Dahlan and Sinnar had been elementary school friends but travelled down separate political paths: Sinnar followed the Muslim Brotherhood while Dahlan opted for Fatah. Dahlan later incurred the wrath of both Fatah and Hamas, forcing him to take refuge in the UAE. In 2008, he was suspected of conspiring with foreign powers (possibly U.S.) to overthrow Abbas, and to arrange an attack by mercenaries on Gaza to oust Hamas. Now Egypt’s Sisi, who considers Dahlan a personal friend, was offering him as a partner for Hamas in governing Gaza. Dahlan is promoted for his ability to obtain potential financial aid from Gulf States.
What Egypt expects from a Dahlan/Hamas governed Gaza is security of its border with Gaza, and Gazan assistance against rebellious forces in the Sinai Peninsula.

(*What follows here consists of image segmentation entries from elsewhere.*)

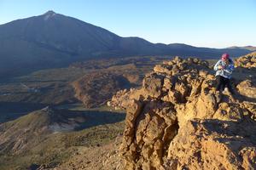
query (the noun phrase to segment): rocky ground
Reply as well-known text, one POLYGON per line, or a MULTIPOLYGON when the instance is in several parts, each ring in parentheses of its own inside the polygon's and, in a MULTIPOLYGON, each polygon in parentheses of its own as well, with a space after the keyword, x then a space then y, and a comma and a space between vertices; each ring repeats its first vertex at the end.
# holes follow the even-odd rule
POLYGON ((247 60, 233 74, 233 96, 216 91, 207 61, 178 57, 141 88, 118 92, 108 104, 126 110, 125 169, 255 169, 255 60, 247 60))

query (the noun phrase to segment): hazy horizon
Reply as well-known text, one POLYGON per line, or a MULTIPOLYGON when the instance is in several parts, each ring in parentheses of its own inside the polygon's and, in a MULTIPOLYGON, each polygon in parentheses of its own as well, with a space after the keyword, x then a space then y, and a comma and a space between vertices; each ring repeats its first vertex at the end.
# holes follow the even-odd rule
POLYGON ((0 25, 53 10, 121 37, 223 48, 256 46, 256 2, 0 0, 0 25), (11 9, 11 10, 10 10, 11 9), (28 10, 29 9, 29 10, 28 10), (15 11, 15 12, 14 12, 15 11))

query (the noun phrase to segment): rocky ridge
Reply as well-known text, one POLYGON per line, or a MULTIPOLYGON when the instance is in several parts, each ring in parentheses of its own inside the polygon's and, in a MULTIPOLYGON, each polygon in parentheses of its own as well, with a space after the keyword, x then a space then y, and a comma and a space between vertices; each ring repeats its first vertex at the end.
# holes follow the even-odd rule
POLYGON ((256 71, 237 71, 234 77, 251 76, 236 78, 235 96, 219 94, 207 61, 176 57, 157 65, 141 88, 113 96, 108 104, 126 110, 125 168, 256 168, 256 71))

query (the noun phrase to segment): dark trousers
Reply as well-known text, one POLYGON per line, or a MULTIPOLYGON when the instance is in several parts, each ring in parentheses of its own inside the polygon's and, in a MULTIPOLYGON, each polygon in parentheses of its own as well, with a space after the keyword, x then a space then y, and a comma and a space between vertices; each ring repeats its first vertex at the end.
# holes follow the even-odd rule
POLYGON ((224 89, 225 88, 228 88, 229 91, 231 93, 231 94, 234 94, 233 92, 233 89, 232 89, 232 87, 230 85, 230 81, 229 78, 225 78, 222 76, 216 76, 216 80, 217 80, 217 90, 218 91, 224 91, 224 89))

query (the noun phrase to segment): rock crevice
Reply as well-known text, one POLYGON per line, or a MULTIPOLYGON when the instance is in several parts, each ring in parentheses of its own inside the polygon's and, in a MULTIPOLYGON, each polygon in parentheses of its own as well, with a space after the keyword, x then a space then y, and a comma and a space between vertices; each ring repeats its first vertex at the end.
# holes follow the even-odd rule
POLYGON ((126 169, 255 167, 256 104, 244 98, 255 99, 255 87, 237 80, 234 99, 216 91, 212 73, 207 61, 176 57, 157 65, 141 88, 113 97, 109 105, 127 110, 126 169), (250 92, 239 90, 243 83, 250 92))

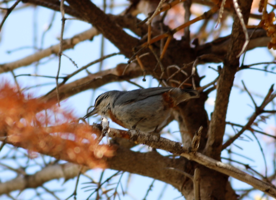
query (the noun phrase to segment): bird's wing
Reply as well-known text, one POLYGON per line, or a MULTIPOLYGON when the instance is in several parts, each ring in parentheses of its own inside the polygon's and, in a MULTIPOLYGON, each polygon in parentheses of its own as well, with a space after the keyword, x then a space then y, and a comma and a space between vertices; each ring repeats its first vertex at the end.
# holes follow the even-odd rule
POLYGON ((151 87, 126 92, 118 97, 115 101, 114 105, 130 103, 140 101, 148 97, 163 94, 172 88, 169 87, 151 87))

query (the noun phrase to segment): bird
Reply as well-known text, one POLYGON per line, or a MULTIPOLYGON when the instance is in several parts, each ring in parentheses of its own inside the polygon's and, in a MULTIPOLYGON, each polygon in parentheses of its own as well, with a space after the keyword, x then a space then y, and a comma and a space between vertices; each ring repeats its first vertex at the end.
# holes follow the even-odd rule
POLYGON ((155 132, 166 124, 178 105, 199 96, 196 90, 170 87, 112 90, 99 95, 94 109, 83 118, 98 114, 126 129, 155 132))

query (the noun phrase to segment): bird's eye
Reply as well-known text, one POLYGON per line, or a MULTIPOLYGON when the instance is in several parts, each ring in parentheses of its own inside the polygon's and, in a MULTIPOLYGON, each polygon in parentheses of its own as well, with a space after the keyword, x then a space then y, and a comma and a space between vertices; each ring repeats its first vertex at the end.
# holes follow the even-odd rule
POLYGON ((101 103, 101 102, 104 99, 108 97, 108 95, 107 94, 101 94, 98 97, 97 97, 96 101, 95 102, 94 107, 96 107, 101 103))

Hamas could possibly benefit if it were able to develop better relations with Egypt, at least as far as opening of border crossing points and future trade.
Other members of the Saudi Alliance do not seem to give Gaza a lot of attention, concentrating as they are on demonizing Qatar. Of greater importance to them is the future of the Muslim Brotherhood. But the struggle against the Brotherhood may be lengthy, and triumph over the Brotherhood may not be easy; action against a much weaker target, Hamas, may be the default position.
Meantime, President Abbas is threatening to declare Gaza a rebellious territory, but he does not have the military resources to subjugate Gaza, nor would he have support among Palestinians anywhere to attack a Palestinian territory. President Abbas, in any event, would not be too welcoming to Dahlan as the new Gaza leader.
Committed as Dahlan may be to his hometown in the Gaza Strip, he is an ambitious man who would ask for more than partnership with Hamas in Gaza. He is not likely to put a great effort in the Hamas arena unless the Saudi Alliance, and their friends the Israelis and the Americans, assure him that they would support him in replacing Abbas as the leader of all Palestinians. The Palestinians, under Israeli occupation or in the diaspora, may not welcome such a coup. They would suspect that a Palestine under Dahlan and his regional allies is not likely to be democratic but another territory ruled by a strong man, and still under occupation.